Histomat: Adventures in Historical Materialism

'Historical materialism is the theory of the proletarian revolution.' Georg Lukács

Saturday, September 06, 2008

Oliver's Army


Oliver Cromwell - A great revolutionary of his time

When Gandhi visited Britain during the 1930s, he was told by some patronising and pompous Professor of Colonial History at Oxford that the Indian nationalist movement would win in the end if it worked peacefully for democracy and independence from the British Empire. Gandhi replied by asking the professor whether that was how either Britain or America had succeeded in winning their democracy.

The 3rd of September 2008 marked the 350th anniversary of the death of Oliver Cromwell, the leader of the great democratic bourgeois revolution which took place in England during the 1640s. John Rees describes his life here, which serves to also remind us that democracy was not bestowed on Britain by an enlightened British ruling class nor was it the product of a foreign army waging some imperialist 'civilising mission'. Rather it came from below, through class struggle. As Rees notes,

Cromwell was the decisive figure of the English Revolution of the 1640s. He came from that part of society that was to be the engine of the revolution. He was a distant descendent of Thomas Cromwell, Henry VIII’s "hammer of the monks". His family benefited from the sale of church lands at the dissolution of the monasteries between 1536 and 1540.

This development weakened the lords’ dependence on the monarch and created a new layer of landowners more likely to relate to commercial interests than to respond to old feudal loyalties. Cromwell himself noted that he was "by birth a gentleman, living neither in any considerable height, nor yet in obscurity". In the 1630s, he was, as historian John Morrill points out, "a yeoman, a working farmer. He had moved down from the gentry to the ‘middling sort’."

This new "middling sort" were more than economically opposed to the old feudal restrictions and Charles I’s taxes on new wealth. They were also ideologically opposed to the semi-Catholic forms of church hierarchy and idolatry. For them these undermined the Puritan reformation that had begun when Henry VIII broke with the Catholic church.


I once visited Cromwell's house at Ely (see picture below):


It was here that Cromwell lived for ten years after 1636, during what might be called the heroic phase of his career where he built up his New Model Army of legend. It is not a particularly big or grand house, indeed quite in keeping with a revolutionary hero opposed to privilege during the seventeenth century.

As the Civil War polarised opinion, Cromwell’s determination triumphed. His regiment, the Ironsides of the Eastern Association, was the most effective force in the army.

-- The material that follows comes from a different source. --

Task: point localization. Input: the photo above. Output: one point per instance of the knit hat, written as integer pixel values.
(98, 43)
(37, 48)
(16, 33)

It became the model for the whole army when it was reorganised, or "new modelled", in 1644, following the failure of the parliamentary forces to make a major breakthrough.

Cromwell pushed out the old leaders by insisting that parliament pass the "self denying ordinance" banning MPs and lords from holding command in this New Model Army – with one exception, Cromwell himself. But the real strength of both the Eastern Association and the New Model Army was that they mobilised the energy of the lower classes and did not simply rely on the gentry, the traditional ruling class of the counties.

When Cromwell was criticised for appointing a captain of horse who was not from the gentry he replied, "I had rather have a plain russet-coated captain that knows what he fights for and loves what he knows, than that which you call a gentleman and is nothing else." Cromwell’s policy, and the radical Puritan ideology that imparted discipline to these recruits from the "middling sort", transformed the military situation. This force annihilated the Royalists at the battles of Marston Moor and Naseby in 1644 and 1645.


The New Model Army proved in practice to be an ideal form of revolutionary organisation for waging class war successfully. That is why the founder of the Red Army during the Russian Revolution Leon Trotsky always paid his respects to Cromwell, who he wrote was 'a great revolutionary of his time, who knew how to uphold the interests of the new, bourgeois social system against the old aristocratic one without holding back at anything'.

Today, in Britain and internationally socialists need to take inspiration from the revolutionary history of the past in order to build up a 'New' New Model Army in the present. We can learn from Cromwell that for the new ideas to triumph over the old in a revolutionary struggle one needs to build an organisation with the ideas, determination and discipline to provide revolutionary leadership. Only then can we win the victory of democracy against imperialism, and win a new world without classes, war, and violence.